The CSUN Lesbian, Gay Bisexual, Transgender Alliance will hold an event called “Day of Silence” aimed to bring awareness about violence committed against homosexuals, transsexuals and bisexuals.
The event was created to acknowledge that violence against homosexuals still happens, said Thomas Gudino, President of LGBTA.
According to the Gay, Lesbian ‘ Straight Education Network website, “Day of Silence” is set for April 26 at college campuses throughout the country.
The “Day of Silence” will also take place on elementary, middle and high schools across the nation, according to the Gay, Lesbian ‘ Straight Education Network web site.
The CSUN LGBTA is looking to increase its membership and enhance awareness about LGBT students on campus.
“We’re rebuilding our base of students,” Thomas Gudino, president of the LGBTA club, said. “We’re actually working on campus to make our presence known.”
Gudino said there hasn’t been much activity by the LGBTA in the last few years.
“I think more needs to be done in terms of activities and that’s something we’re working on,” Gudino said.
Gudino also said LGBTA students should have a place to gather on the CSUN campus.
“What (LGBTA) members would like to see on campus is gay and lesbian resource center,” Gudino said. “A place where they can meet and feel safe (on campus).”
There used to be a resource on campus for LGBT students, but it was eliminated when a another club merged with the LGBTA in 2002, said Sabina Magliocco, assistant professor in the Anthropology department.
“I think one of the problems was getting people to staff the resource center, only two or three people would show up,” Magliocco said.
Magliocco was the faculty adviser for the LGBT student resource center when it closed down in 2002.
“They (LGBTA members) were not terribly visible on campus when I was involved,” Magliocco said.
Gina Masequesmay, assistant professor of Asian-American Studies, runs the Positive Space Program and the Ally Project on campus. She believes the LGBTA should get involved with the Ally Project. The project is designed to teach professors how to support and befriend LGBT students on campus.

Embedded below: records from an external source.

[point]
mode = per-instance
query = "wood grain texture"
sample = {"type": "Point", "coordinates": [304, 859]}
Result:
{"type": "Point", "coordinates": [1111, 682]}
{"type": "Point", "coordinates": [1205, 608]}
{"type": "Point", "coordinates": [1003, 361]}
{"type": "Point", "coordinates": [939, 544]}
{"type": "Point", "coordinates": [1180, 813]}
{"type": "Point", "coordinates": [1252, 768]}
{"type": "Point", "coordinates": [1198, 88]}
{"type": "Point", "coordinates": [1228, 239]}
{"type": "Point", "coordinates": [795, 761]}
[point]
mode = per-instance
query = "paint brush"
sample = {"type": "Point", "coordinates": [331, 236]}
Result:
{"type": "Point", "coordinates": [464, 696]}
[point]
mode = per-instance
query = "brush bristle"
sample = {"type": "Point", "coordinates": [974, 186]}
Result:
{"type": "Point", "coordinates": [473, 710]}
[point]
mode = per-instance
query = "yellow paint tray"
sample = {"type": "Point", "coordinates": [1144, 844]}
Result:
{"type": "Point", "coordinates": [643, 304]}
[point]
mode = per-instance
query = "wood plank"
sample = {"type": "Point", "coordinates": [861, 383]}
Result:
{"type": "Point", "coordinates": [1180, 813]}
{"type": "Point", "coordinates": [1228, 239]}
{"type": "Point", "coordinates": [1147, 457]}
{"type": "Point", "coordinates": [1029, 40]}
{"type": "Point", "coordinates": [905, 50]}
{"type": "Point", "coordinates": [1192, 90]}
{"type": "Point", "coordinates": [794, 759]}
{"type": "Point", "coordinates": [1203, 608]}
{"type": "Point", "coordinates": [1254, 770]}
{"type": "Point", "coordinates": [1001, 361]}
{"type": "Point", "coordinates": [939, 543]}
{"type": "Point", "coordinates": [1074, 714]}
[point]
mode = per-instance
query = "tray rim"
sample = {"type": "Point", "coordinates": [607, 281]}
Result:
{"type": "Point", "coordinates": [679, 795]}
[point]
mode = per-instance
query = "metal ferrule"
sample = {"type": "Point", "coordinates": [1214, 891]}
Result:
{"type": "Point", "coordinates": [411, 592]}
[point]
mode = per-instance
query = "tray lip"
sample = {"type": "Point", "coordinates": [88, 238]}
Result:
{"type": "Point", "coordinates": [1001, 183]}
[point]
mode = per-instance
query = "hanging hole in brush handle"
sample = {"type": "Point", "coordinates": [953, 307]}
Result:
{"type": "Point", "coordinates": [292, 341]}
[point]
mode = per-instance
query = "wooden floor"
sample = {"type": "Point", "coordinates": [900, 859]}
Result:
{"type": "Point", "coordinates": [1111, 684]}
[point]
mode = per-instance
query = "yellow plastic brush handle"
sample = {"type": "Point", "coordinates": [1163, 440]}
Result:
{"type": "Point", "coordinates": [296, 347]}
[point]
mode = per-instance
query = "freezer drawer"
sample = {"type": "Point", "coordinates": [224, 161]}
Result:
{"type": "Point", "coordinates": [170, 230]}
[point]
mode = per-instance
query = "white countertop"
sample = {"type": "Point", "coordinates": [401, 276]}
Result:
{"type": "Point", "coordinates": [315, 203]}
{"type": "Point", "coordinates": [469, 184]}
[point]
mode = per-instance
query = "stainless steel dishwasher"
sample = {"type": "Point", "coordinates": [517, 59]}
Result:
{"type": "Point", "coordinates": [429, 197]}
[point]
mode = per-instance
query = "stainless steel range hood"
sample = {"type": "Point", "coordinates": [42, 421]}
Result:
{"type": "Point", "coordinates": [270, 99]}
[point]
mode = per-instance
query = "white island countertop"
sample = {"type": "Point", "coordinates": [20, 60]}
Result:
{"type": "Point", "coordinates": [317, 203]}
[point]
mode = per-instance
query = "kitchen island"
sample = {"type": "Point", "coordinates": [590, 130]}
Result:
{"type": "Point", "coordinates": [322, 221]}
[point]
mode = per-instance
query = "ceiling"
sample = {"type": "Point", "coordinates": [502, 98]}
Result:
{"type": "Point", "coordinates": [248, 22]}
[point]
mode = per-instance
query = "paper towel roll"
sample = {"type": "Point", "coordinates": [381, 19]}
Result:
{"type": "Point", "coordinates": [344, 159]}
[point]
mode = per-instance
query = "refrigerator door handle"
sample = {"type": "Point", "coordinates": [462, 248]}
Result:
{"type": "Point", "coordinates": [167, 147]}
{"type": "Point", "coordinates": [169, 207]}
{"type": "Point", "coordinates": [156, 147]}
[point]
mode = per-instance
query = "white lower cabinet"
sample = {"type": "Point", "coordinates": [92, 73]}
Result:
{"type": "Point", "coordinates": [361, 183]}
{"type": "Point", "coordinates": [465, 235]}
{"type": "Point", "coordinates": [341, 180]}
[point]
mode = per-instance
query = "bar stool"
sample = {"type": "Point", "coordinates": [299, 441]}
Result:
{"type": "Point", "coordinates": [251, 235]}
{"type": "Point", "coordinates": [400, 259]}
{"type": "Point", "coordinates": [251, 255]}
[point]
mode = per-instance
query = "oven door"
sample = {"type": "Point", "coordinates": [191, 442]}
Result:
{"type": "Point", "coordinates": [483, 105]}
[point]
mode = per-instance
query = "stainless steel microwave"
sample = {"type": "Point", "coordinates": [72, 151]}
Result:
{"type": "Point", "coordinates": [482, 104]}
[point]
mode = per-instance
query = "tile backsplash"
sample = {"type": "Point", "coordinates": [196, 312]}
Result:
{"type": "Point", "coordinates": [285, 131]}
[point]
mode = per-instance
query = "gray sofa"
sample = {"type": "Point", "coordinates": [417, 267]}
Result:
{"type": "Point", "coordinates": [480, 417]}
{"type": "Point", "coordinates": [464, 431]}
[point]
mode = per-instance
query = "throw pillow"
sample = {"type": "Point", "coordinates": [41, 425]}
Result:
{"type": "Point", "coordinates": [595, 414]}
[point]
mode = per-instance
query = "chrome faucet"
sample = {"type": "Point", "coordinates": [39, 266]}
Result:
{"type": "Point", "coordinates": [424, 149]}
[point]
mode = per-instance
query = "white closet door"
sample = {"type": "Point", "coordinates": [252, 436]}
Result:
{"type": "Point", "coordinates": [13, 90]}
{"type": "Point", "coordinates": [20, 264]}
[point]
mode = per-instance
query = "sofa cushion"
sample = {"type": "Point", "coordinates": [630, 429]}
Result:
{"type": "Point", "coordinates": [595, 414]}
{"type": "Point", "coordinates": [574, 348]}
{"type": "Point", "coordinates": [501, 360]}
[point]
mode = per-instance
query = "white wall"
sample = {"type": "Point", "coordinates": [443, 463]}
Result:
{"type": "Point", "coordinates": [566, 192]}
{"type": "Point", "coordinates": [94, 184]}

“(The Ally Project is) getting people aware of what the issues are (on campus) and even have LGBTA members teach straight students (about being an ally),” Masequesmay said of the Ally Project.
Masequesmay said the Positive Space Program involves faculty retreats and safe zone training. After going through the training program, professors receive an Ally sticker to place in their office to let LGBT students know that they can come to them for support.
“I would like to see LGBTA get involved with other students,” Masequesmay said.
Garry Lennon, Theater Department assistant professor, helped start the Positive Space Program at CSUN started in Spring 2002, said that when he was in college, there was only one small group for LGBT students.
Homosexuality was not something professors or students really talked about at his school back east in the 1980s, Lennon said.
“(Homosexuality) just wasn’t talked about,” Lennon said. “It just wasn’t acceptable.”
The biggest difference Lennon has noticed is that LGBT students are in an environment that is more open-minded.
“Especially in California, (homosexuality) is much more talked about and more open,” Lennon said. “But not necessarily more accepted.”
Gudino said there is a need for students and professors to support LGBT students on campus.
“Even though it is 2006, sexuality is something people are still uncomfortable about,” Gudino said.
The political climate in the United States on issues such as same-sex marriage and equality for LGBT people are the primary reasons why LGBT need allies, Gudino said.
“There is a need for allies (on campus) in this time,” Gudino said. “We still need support when it comes to voting and (legislative) measures.”
Gudino said people don’t have to be gay to join LGBTA and that anyone is welcome.